Don’t fret, worried readers, that is number two on the list.
“Raiders of The Lost Ark” was the first released of four Indiana Jones films, but chronologically, the second film. The plot centers around the ark of the covenant and Indiana Jones trying to get it before the Nazis can because “it belongs in a museum.”
This movie has the second-best opening scene of all time, the first being my favorite film, Inglourious Basterds, which may sound subpar, but on a list of 623 films that I have seen in the last five or so years, that’s pretty good. In this scene alone, there are at least three notably iconic moments that have been repeatedly referenced in all forms of media: the classic sandbag switch, followed by Indiana Jones grabbing his hat at the last second and the most infamous of these story beats, when Indiana Jones runs from a massive boulder. As a child, this has always marveled me and still does to this day.
The movie is not presented as a joke but as a thrilling adventure. Seriousness cloaks the movie in a shadow of realism. This allows for large stunts to seem real.

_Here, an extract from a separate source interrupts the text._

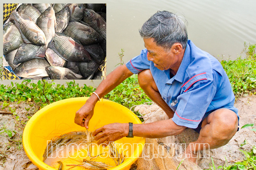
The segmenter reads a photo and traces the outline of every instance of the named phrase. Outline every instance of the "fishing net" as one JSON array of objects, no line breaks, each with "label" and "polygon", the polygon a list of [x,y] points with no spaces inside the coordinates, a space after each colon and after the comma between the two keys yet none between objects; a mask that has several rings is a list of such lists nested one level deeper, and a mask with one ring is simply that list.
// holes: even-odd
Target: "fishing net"
[{"label": "fishing net", "polygon": [[[136,106],[134,111],[141,114],[149,123],[168,119],[163,110],[155,104]],[[185,158],[184,145],[175,136],[158,139],[146,139],[142,154],[136,162],[137,170],[202,170]]]}]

However, there are many fantastical elements that keep the movie fun and lighthearted. For example, the boulder chase is obviously unrealistic, yet still amusing.
As I watched this movie again and again as a child, I formed a deep connection with Indiana Jones.
At the climactic finish of the film, Indiana Jones must close his eyes, something the Nazis can’t seem to figure out, to escape death from the ark of the covenant. Every time I got to this scene, instead of actually watching what happened, I would always close my eyes like I was also part of the adventure, opening them when the music stopped, indicating the scene had concluded. Sure, it’s not unusual for a kid to get too involved when watching a movie, but I really felt like I knew this character and had to get involved.
To top it all off, John Williams composed the score, creating a musical masterpiece that you could listen to for hours on repeat — well at least I could. The main theme was always a favorite of mine, setting the mood for the entire movie in just a few good measures. No travel transition comes even remotely close to the plane animation in this movie, especially when set to the main theme.
The film also does a fantastic job making its villains easy to hate, and by hate, it’s in a good way. Casting the Nazis as the bad guys is a perfect choice due to their ability to lack any backstory yet still be blatantly terrible. Also, this movie makes them seem reasonably scary — especially at 5 years old — casting dark shadows on all their faces. This film takes place in 1936, making the choice of Nazis even better due to their state of power. They still are obviously formidable but aren’t yet the enemy in the second world war. This helps ground the film because even Indiana Jones can’t fight all of the Nazi’s at the height of World War II.
If you haven’t seen this absolutely outstanding, stand-out-of-your-chair-and-clap-when-it-ends, masterclass in the art of cinema, then you need to immediately. I still watch this movie with the exact same amount of joy that I did over a decade ago and will continue for many years to come.